3. Hollywood, Californie

Comme beaucoup d’autres villes de cette liste, Hollywood a aussi sa part de coins sombres. Ces endroits sombres ont commencé à apparaître avec le boom de l’industrie cinématographique. Plus tard, lorsque la pornographie s’est imposée comme une entreprise, des milliers de personnes ont afflué dans cette ville de rêve dans le but de gagner une fortune. Néanmoins, de nombreux espoirs ont été déçus et des bidonvilles ont surgi, habités par des rêveurs ratés. Par conséquent, les crimes, la toxicomanie et la prostitution ont augmenté. Le gouvernement a, maintes et maintes fois, tenté de relever le défi, ordonnant de sévir contre de tels endroits indisciplinés, mais comme le dit un responsable, “vous vous en débarrassez d’un, et un autre apparaît”. Pour l’instant, les bidonvilles d’Hollywood sont dans un scénario sans espoir.

2. La Courneuve en banlieue parisienne

A quelques kilomètres à l’extérieur de la ville de la romance, il y a une zone tellement encline au crime que l’endroit a été délimité comme étant réservé aux intrus. La communauté des bières blondes de La Courneuve a commencé à se développer au siècle dernier en raison de l’afflux d’immigrants du Moyen-Orient et de Roms. Au départ, l’autorité n’y voyait pas une menace. Au moment où l’affaire a commencé à affluer dans la conscience du gouvernement, l’endroit grouillait déjà de monde et de leurs nombreux enfants. Les emplois sont rares et le racisme est endémique à cause de quoi, tout espoir de sortir des ruelles sombres est faible. Les habitants sont essentiellement des citoyens non reconnus qui plongent le plus souvent dans le crime. Les conditions de vie répugnantes les ont, dans le passé, incités à provoquer des émeutes, mais avec peu de succès.

1. Bidonvilles horribles de Dubaï, Émirats arabes unis

Dubaï est comme un creuset géant avec des gens du monde entier qui se rendent dans la ville à la recherche de travail et d’argent.

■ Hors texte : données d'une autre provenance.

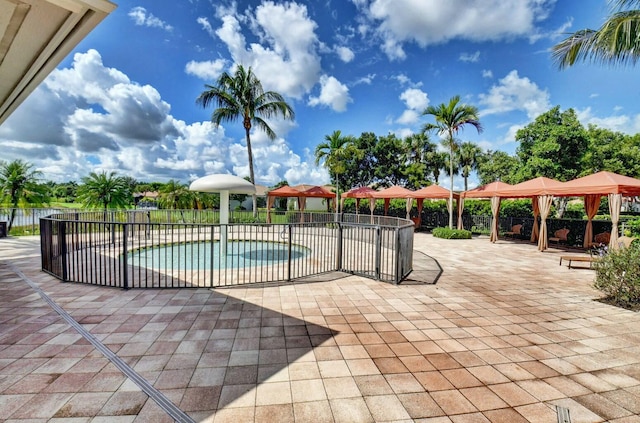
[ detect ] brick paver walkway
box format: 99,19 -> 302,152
0,233 -> 640,423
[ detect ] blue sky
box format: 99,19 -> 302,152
0,0 -> 640,189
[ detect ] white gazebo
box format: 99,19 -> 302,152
189,174 -> 256,255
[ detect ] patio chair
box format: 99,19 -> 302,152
549,228 -> 569,244
589,232 -> 611,248
504,225 -> 522,238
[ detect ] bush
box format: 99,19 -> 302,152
431,228 -> 471,239
624,219 -> 640,237
593,241 -> 640,310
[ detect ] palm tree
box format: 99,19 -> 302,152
0,160 -> 49,231
78,172 -> 132,212
315,131 -> 360,217
552,0 -> 640,69
422,96 -> 482,229
457,142 -> 482,191
196,65 -> 295,218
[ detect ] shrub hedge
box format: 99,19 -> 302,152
431,228 -> 471,239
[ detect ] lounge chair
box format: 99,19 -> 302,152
504,225 -> 522,238
549,228 -> 569,244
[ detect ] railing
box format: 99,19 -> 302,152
40,210 -> 414,289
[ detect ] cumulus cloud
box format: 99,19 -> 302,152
576,107 -> 640,135
308,75 -> 352,112
479,70 -> 551,119
395,88 -> 429,125
184,59 -> 227,81
129,6 -> 173,31
0,50 -> 322,184
352,0 -> 556,60
458,51 -> 480,63
336,47 -> 356,63
215,1 -> 321,98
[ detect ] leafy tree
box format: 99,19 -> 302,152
373,134 -> 406,187
457,142 -> 482,191
427,151 -> 449,185
403,133 -> 436,189
516,106 -> 588,182
0,160 -> 49,231
196,65 -> 295,218
580,125 -> 640,177
341,132 -> 378,188
476,150 -> 520,186
78,172 -> 133,211
158,179 -> 195,209
422,96 -> 482,229
552,0 -> 640,69
315,131 -> 359,209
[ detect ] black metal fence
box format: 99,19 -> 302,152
40,210 -> 414,289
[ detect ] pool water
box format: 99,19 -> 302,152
127,241 -> 309,270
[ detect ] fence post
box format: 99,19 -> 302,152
336,222 -> 343,271
56,221 -> 69,282
376,226 -> 382,281
121,223 -> 129,289
287,224 -> 293,281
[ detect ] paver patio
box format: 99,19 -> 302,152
0,233 -> 640,423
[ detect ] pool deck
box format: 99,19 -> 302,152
0,233 -> 640,423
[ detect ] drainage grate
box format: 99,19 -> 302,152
556,405 -> 571,423
9,265 -> 195,423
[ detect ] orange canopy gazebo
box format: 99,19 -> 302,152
499,176 -> 565,251
553,171 -> 640,248
411,185 -> 462,229
267,185 -> 304,223
372,185 -> 415,219
460,181 -> 512,242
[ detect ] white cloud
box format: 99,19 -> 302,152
129,6 -> 173,31
396,88 -> 429,125
354,0 -> 556,60
0,50 -> 322,184
308,75 -> 352,112
479,70 -> 551,119
458,51 -> 480,63
215,1 -> 321,98
184,59 -> 227,81
576,107 -> 640,135
400,88 -> 429,111
336,47 -> 356,63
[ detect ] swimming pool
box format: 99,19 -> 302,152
127,241 -> 310,270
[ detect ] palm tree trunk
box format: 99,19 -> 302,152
449,132 -> 453,229
245,127 -> 258,219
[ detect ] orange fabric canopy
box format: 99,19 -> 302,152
498,176 -> 565,198
371,185 -> 415,198
267,185 -> 302,197
342,187 -> 378,198
411,185 -> 460,200
552,171 -> 640,197
301,186 -> 336,198
460,181 -> 513,198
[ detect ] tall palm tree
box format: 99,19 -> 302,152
457,142 -> 482,191
196,65 -> 295,217
78,172 -> 133,212
0,160 -> 49,231
422,96 -> 482,228
552,0 -> 640,69
315,131 -> 359,215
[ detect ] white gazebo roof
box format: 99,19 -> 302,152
189,174 -> 256,194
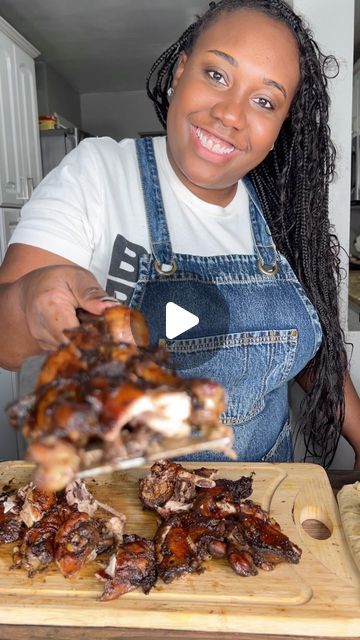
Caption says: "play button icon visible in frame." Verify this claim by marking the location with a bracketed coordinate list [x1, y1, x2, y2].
[165, 302, 199, 340]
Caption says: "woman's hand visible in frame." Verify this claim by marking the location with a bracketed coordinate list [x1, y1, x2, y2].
[17, 265, 118, 350]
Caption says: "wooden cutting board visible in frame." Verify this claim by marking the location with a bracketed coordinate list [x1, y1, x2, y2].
[0, 462, 360, 637]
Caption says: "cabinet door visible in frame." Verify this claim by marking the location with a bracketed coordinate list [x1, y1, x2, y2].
[0, 32, 22, 204]
[15, 46, 41, 200]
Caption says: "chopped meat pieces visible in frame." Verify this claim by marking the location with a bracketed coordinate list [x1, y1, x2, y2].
[96, 534, 157, 600]
[7, 305, 234, 491]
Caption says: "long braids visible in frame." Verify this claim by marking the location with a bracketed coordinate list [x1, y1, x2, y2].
[146, 0, 347, 466]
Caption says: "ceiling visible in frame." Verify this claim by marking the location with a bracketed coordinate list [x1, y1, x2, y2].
[0, 0, 208, 93]
[0, 0, 360, 93]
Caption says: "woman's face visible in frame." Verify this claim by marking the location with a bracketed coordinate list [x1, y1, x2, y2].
[167, 9, 300, 205]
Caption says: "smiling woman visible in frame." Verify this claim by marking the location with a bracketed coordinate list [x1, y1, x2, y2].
[0, 0, 360, 464]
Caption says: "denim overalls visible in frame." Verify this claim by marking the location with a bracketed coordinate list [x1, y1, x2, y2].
[130, 138, 322, 462]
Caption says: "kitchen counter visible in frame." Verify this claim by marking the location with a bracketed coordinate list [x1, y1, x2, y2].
[0, 464, 360, 640]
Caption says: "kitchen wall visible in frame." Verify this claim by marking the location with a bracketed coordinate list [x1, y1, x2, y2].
[81, 91, 162, 140]
[35, 61, 81, 127]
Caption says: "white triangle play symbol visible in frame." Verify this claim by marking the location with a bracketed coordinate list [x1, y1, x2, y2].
[166, 302, 199, 340]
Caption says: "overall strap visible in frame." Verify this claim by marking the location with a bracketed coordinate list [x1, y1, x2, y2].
[136, 138, 176, 276]
[243, 176, 278, 276]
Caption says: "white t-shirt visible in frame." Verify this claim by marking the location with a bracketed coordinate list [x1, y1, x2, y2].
[10, 136, 254, 300]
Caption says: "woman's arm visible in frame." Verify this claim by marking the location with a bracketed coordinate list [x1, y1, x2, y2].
[342, 373, 360, 469]
[0, 244, 114, 370]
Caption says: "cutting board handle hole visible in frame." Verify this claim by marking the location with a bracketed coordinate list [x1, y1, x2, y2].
[300, 505, 333, 540]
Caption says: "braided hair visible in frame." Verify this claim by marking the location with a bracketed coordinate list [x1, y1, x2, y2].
[146, 0, 347, 466]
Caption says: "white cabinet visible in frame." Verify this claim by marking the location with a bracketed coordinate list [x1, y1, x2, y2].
[0, 17, 41, 460]
[351, 60, 360, 138]
[0, 18, 41, 206]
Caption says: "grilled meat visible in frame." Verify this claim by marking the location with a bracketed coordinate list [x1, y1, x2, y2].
[54, 512, 100, 578]
[0, 490, 24, 544]
[8, 305, 231, 491]
[96, 534, 157, 601]
[140, 461, 301, 582]
[0, 480, 126, 577]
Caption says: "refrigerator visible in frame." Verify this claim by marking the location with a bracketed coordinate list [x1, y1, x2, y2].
[40, 127, 91, 176]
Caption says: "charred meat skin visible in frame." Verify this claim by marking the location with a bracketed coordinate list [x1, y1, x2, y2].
[0, 492, 24, 544]
[54, 512, 100, 578]
[7, 305, 233, 491]
[97, 534, 157, 601]
[139, 460, 301, 583]
[13, 512, 61, 578]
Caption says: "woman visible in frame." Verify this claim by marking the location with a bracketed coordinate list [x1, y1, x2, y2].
[0, 0, 360, 465]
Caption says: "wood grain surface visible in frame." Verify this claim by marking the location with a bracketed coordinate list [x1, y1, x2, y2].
[0, 462, 360, 640]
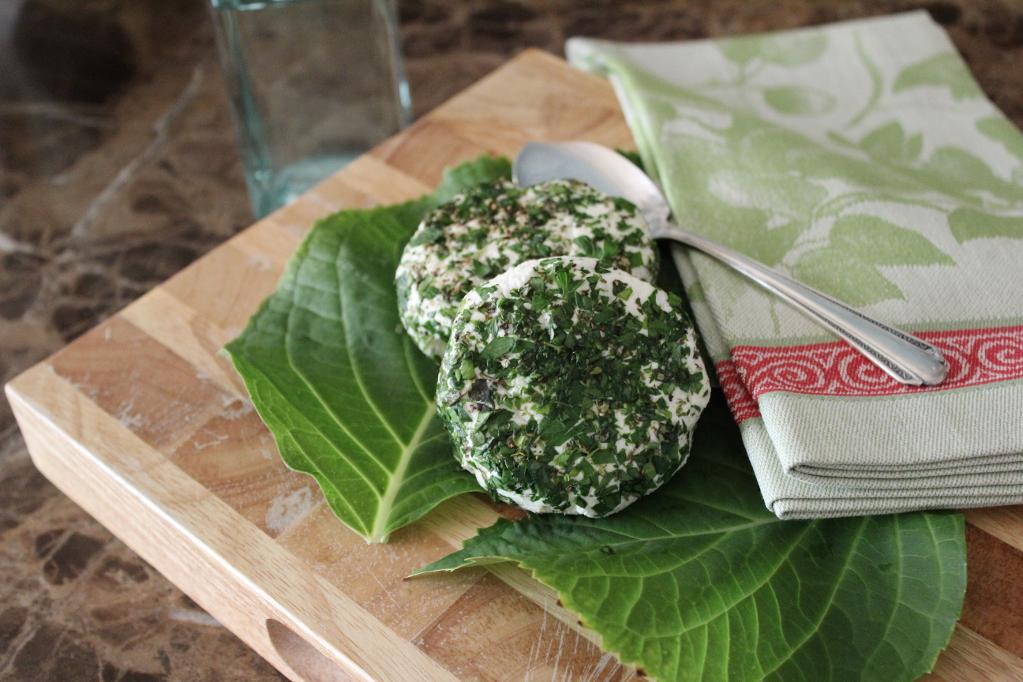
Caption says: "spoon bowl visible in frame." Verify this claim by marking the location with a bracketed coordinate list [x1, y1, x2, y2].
[513, 141, 948, 385]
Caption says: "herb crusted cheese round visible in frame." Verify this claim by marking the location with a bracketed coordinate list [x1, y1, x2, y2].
[395, 180, 658, 360]
[437, 258, 710, 516]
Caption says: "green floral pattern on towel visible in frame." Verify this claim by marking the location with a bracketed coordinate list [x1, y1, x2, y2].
[570, 17, 1023, 347]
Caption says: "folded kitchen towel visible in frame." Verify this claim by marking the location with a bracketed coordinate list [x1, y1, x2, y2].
[567, 12, 1023, 517]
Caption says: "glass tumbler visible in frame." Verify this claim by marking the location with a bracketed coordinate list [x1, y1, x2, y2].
[210, 0, 411, 217]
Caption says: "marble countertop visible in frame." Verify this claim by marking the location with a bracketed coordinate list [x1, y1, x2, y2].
[0, 0, 1023, 681]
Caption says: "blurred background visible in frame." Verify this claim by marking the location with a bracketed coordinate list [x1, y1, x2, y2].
[0, 0, 1023, 681]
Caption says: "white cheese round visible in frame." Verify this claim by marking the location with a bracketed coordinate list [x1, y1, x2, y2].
[437, 258, 710, 516]
[395, 180, 658, 360]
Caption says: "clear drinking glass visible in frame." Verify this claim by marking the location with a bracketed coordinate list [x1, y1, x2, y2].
[210, 0, 411, 216]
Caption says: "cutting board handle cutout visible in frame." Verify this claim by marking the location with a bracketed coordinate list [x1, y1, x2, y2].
[266, 618, 352, 682]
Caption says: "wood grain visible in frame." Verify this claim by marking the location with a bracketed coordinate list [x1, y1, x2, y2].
[7, 51, 1023, 681]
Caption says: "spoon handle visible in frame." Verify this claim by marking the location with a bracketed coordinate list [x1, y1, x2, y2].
[655, 222, 948, 385]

Près de 99 % de la population sont des allochtones. À côté des infrastructures les plus chères, on peut facilement voir un bidonville grouillant d’un nombre incalculable de personnes. Les habitants natifs de Dubaï sont également connus pour leur préjugé envers les habitants non autochtones. Depuis l’effondrement de l’économie mondiale en 2009, les milliers de travailleurs bloqués dans la ville ont été contraints de vivre dans des conditions inimaginables. Les immigrants (principalement d’Inde et du Pakistan) ont été réduits à l’état d’esclaves et sont souvent employés dans des camps de travail sur des chantiers de construction. Il va sans dire que ces travailleurs ont peu d’espoir d’une vie meilleure.